Stephens Vater ist ein wohlhabender Mann, als er ein kleiner Junge ist, doch er ist auch ein Traumtänzer, und eines Tages macht er bankrott. Daraufhin wird Stephen als derjenige auserkoren, der die Familie vertritt; als einziges Kind bekommt er eine ordentliche Schulbildung. Der Rest der Familie rutscht immer tiefer in die Armut ab.

Doch als Stephen heranwächst, geht es ihm wie wohl den meisten jungen Männern – er entdeckt seine Sexualität. Diese jedoch – egal in welcher Form – wird den Jungen als Todsünde gepredigt, was im Endeffekt dazu führt, dass Stephen sich schon in der Hölle wähnt. Er geht fast zugrunde an der Diskrepanz zwischen dem Verlangen seines Körpers und dem schlechten Gewissen, das die Kirche ihm bereitet.

In der Woche des Heiligen der Schule gibt es keinen Unterricht, dafür aber lange Stunden in der Kapelle, in denen ein Priester ihnen von Himmel und Hölle predigt. Stephen geht daraufhin zur Beichte und kehrt sein Leben um, er betet nur noch und versucht seinen Körper durch geistige Anstrengung unter Kontrolle zu halten. Dies gelingt ihm schließlich so gut, dass man ihm nahelegt, selber Priester zu werden.

Nun erwacht er aus seinem Wahn und sieht ein, dass das nicht das Leben ist, das er führen möchte. Gegen den Wunsch seiner Eltern, vor allem dem seiner Mutter, verlässt er die Klosterschule und geht ans College. Er will Künstler werden, darüber ist er sich inzwischen im Klaren.

Doch noch immer kollidiert er mit der Kirche, wenn seine Mutter möchte, dass er zur Kommunion geht und er mit seinem Glauben hadert. Und auch politisch fühlt er sich nicht in seinem Land zurecht. So beschließt er, sein Glück im Ausland zu suchen…
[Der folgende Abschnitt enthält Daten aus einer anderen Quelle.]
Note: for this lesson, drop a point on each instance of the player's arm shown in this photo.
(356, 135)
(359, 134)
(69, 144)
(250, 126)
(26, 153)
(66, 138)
Soweit zum Inhalt des Buches, der einen zunächst nicht sonderlich zu faszinieren vermag. Um zu verstehen, was für ein großartiges Buch das Porträt ist, muss man anfangen zu lesen. Diese einmalige Sprache ist es nämlich, die das Buch zwar nicht leicht zu lesen macht, dafür aber den Leser unglaublich reich. Selten habe ich mir so viele Zitate herausgeschrieben, und diese werde ich nun immer bei mir haben.

Doch nicht nur die Zitate, die Beschreibung der Hölle zum Beispiel auch. Selbst ich als nichtgläubiger Mensch habe nun Angst vor der Hölle, diese Passage ist einfach genial. Und auf einmal versteht man, was für ein Sakrileg Stephen begeht, wenn er sich von der Kirche abwendet. Er geht das Risiko vollkommen bewusst ein, für immer und ewig in der Hölle zu schmoren. So hat er es sein Leben lang gehört, und das wird er auch nie wieder los werden, das fließt in seinen Adern.

„Die Boshaftigkeit, wie ohnmächtig sie immer ist, von der diese Dämonenseelen besessen sind, ist ein Übel von grenzenloser Ausdehnung, von unbegrenzter Dauer, ist ein furchtbarliches Stadium der Sündhaftigkeit, das wir kaum begreifen können, sofern wir uns nicht stets die Ungeheuerlichkeit der Sünde vor Augen halten und den Haß, mit dem Gott sie haßt.“ (146)

Und dennoch weiß er, dass er seinen Weg gehen muss, entgegen aller Widerstände. Er hat sicherlich Angst, aber auch diese kann ihn nicht daran hindern, auszubrechen.

„Die Universität! So war er über den Anruf der Wächter denn hinaus, die die Hüter seiner Knabenzeit gewesen waren und getrachtet hatten, ihn bei sich zu behalten, auf daß er ihnen untertan wäre und ihren Zielen diene. Stolz, auf Befriedigung folgend, hob ihn hoch wie lange langsame Wellen. Das Ziel, dem zu dienen er geboren war, ohne es doch schon zu sehen, hatte ihn auf ungesehnem Pfad geführt, um zu entkommen: und jetzt machte es ihm noch einmal Zeichen und ein neues Abenteuer sollte sich vor ihm auftun.“ (185)

Ein Porträt des Künstlers als junger Mann ist meiner Ansicht nach ein ganz großes Buch. Ich kann nachvollziehen, dass Joyce so viele bedeutende Autoren beeinflusst hat (man denke nur an Samuel Beckett), denn diese Sprache ist etwas ganz Besonderes. Es ist kein leicht zu lesendes Buch, man muss sich darauf einlassen, aber dafür wird man auch mit etwas ganz Besonderem belohnt.

Ich wurde nun schon mehrfach gewarnt, dass das Porträt Joyce‘ zugänglichster Roman sei, und bin schon sehr gespannt auf Finnegan’s Wake und Ulysses. Ich werde auf jeden Fall mit einer positiven Einstellung an diese Werke herangehen, da ich mir doch erhoffe, wieder mit dieser großartigen Sprache belohnt zu werden.

James Joyce: Ein Porträt des Künstlers als junger Mann. Übersetzt von Klaus Reichert.